I suppose, if the intent is to package something in a manner that attempts to make it newbie-proof, then requiring a PYTHONPATH incantation before the python part might be one step too far ... but then again, one could argue the same about people not quite knowing what to do with a .pyz file and getting stuck.

rurp
I see a lot of mentions of itertools in this thread, which is indeed a great library, but I want to mention that itertools.groupby is one of the easiest to misuse functions I've seen. It's not necessarily intuitive that it groups contiguous records. Passing it an unsorted list won't break, but also might not return the results you're expecting.
magicmicah85
Probably silly, but I went five years of programming in python before I learned about the help function. Only learned about it when I had to take an intro to python class for school.
guhcampos
I've significantly reduced my use of `namedtuple` since DataClasses were introduced, but I confess I never did much performance comparisons between the two.

I assume the `namedtuple` syntax is more pleasing for Functional favorable programmers, but this makes me wonder if the stdlib should choose one of them?

nurettin
I am surprised that they didn't mention pack/unpack. And a namedtuple can take the results of unpack which means you can easily parse binary files. Like

    header = Header._make(unpack(f.read(64), header_format))

    print(header)
globular-toast
ChainMap is one of my favourites. I like when I find a use for it. The obvious one is cascading options type thing (like cmdline options -> env -> defaults). I also found a use for it recently when changing the underlying storage layer of a class without breaking the API.
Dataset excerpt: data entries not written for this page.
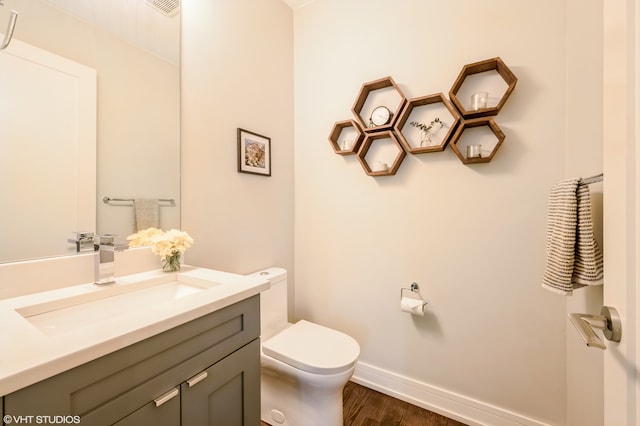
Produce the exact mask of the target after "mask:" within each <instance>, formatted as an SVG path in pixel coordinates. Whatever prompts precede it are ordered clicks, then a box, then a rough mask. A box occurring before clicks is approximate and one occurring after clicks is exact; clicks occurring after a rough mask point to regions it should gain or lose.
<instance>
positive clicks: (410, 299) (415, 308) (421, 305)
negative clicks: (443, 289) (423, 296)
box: [400, 297, 424, 317]
mask: <svg viewBox="0 0 640 426" xmlns="http://www.w3.org/2000/svg"><path fill="white" fill-rule="evenodd" d="M400 310H401V311H403V312H408V313H410V314H411V315H418V316H421V317H422V316H424V301H423V300H421V299H414V298H412V297H403V298H401V299H400Z"/></svg>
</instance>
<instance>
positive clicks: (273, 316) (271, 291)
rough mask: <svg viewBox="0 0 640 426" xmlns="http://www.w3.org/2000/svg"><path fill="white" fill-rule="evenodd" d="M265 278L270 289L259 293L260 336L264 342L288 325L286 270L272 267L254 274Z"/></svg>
mask: <svg viewBox="0 0 640 426" xmlns="http://www.w3.org/2000/svg"><path fill="white" fill-rule="evenodd" d="M250 275H257V276H259V277H260V278H266V279H268V280H269V282H270V283H271V287H270V288H269V289H268V290H265V291H263V292H261V293H260V335H261V337H262V340H266V339H268V338H269V337H271V336H273V335H274V334H276V333H278V332H279V331H281V330H283V329H284V328H285V327H286V326H287V325H288V317H287V312H288V310H287V270H286V269H284V268H278V267H272V268H267V269H263V270H261V271H258V272H254V273H253V274H250Z"/></svg>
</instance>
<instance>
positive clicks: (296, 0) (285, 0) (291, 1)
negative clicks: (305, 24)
mask: <svg viewBox="0 0 640 426" xmlns="http://www.w3.org/2000/svg"><path fill="white" fill-rule="evenodd" d="M282 1H283V2H285V3H286V4H287V5H288V6H289V7H290V8H291V9H292V10H296V9H299V8H301V7H302V6H304V5H306V4H307V3H311V2H312V1H315V0H282Z"/></svg>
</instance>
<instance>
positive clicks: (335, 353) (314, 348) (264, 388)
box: [252, 268, 360, 426]
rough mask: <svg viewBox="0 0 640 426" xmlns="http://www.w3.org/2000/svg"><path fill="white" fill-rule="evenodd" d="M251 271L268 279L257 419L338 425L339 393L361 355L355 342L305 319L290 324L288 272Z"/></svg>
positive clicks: (272, 270)
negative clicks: (255, 271)
mask: <svg viewBox="0 0 640 426" xmlns="http://www.w3.org/2000/svg"><path fill="white" fill-rule="evenodd" d="M255 274H257V275H260V276H261V277H263V278H267V279H268V280H269V281H270V282H271V288H270V289H269V290H266V291H264V292H262V293H260V299H261V300H260V321H261V340H262V352H261V367H262V368H261V377H260V378H261V387H260V391H261V418H262V420H263V421H265V422H267V423H269V424H271V425H274V426H279V425H291V426H315V425H318V426H339V425H342V391H343V388H344V385H345V384H346V383H347V381H348V380H349V379H350V378H351V376H352V375H353V371H354V370H355V365H356V360H357V359H358V356H359V355H360V346H359V345H358V342H356V341H355V340H354V339H353V338H352V337H351V336H348V335H346V334H344V333H341V332H339V331H336V330H332V329H330V328H327V327H323V326H321V325H318V324H314V323H312V322H309V321H305V320H301V321H299V322H297V323H295V324H291V323H289V322H288V321H287V271H286V270H285V269H282V268H269V269H265V270H263V271H259V272H256V273H255ZM252 275H253V274H252Z"/></svg>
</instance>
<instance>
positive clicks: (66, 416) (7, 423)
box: [2, 414, 80, 425]
mask: <svg viewBox="0 0 640 426" xmlns="http://www.w3.org/2000/svg"><path fill="white" fill-rule="evenodd" d="M2 421H4V424H5V425H10V424H16V425H19V424H23V425H26V424H36V425H64V424H76V425H77V424H80V416H11V415H9V414H6V415H5V416H4V417H2Z"/></svg>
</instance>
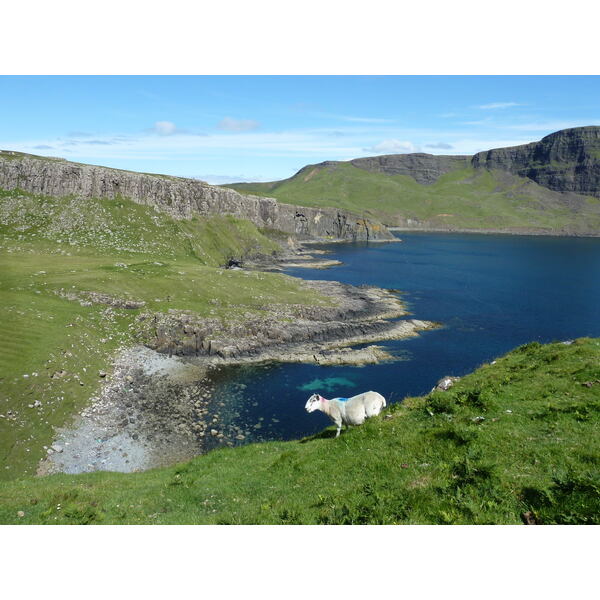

My other favourite parts of the stdlib are functools and itertools. They are both full of stuff that gives you superpowers. I always find it a shame when I see developers do an ad hoc reimplantation of something in functools/itertools.

djoldman
TIL decimal and fraction. Pretty cool.
flakiness
Didn't know "dis". It looks nice!

Everyone these days is using ast [1] but the might be room for dis instead in some cases.

[1] https://docs.python.org/3/library/ast.html#module-ast

joshdavham
I did not know about that webbrowser module. This will definitely come in handy for sure!
OutOfHere
It has an HTTP server that can compete with Flask for simple use.
timdiggerm
The contrast between links and the background colors is too low, making this very hard to read.
m463
what do people use when they want shorthand for something like this:

  a['foo'] = 20
  a['bar'] = 9
where you want to be able to do:

  a.foo = 20
  a.bar = 9
skinner927
contextlib.ExitStack is a lesser known trick for limiting context manager nesting.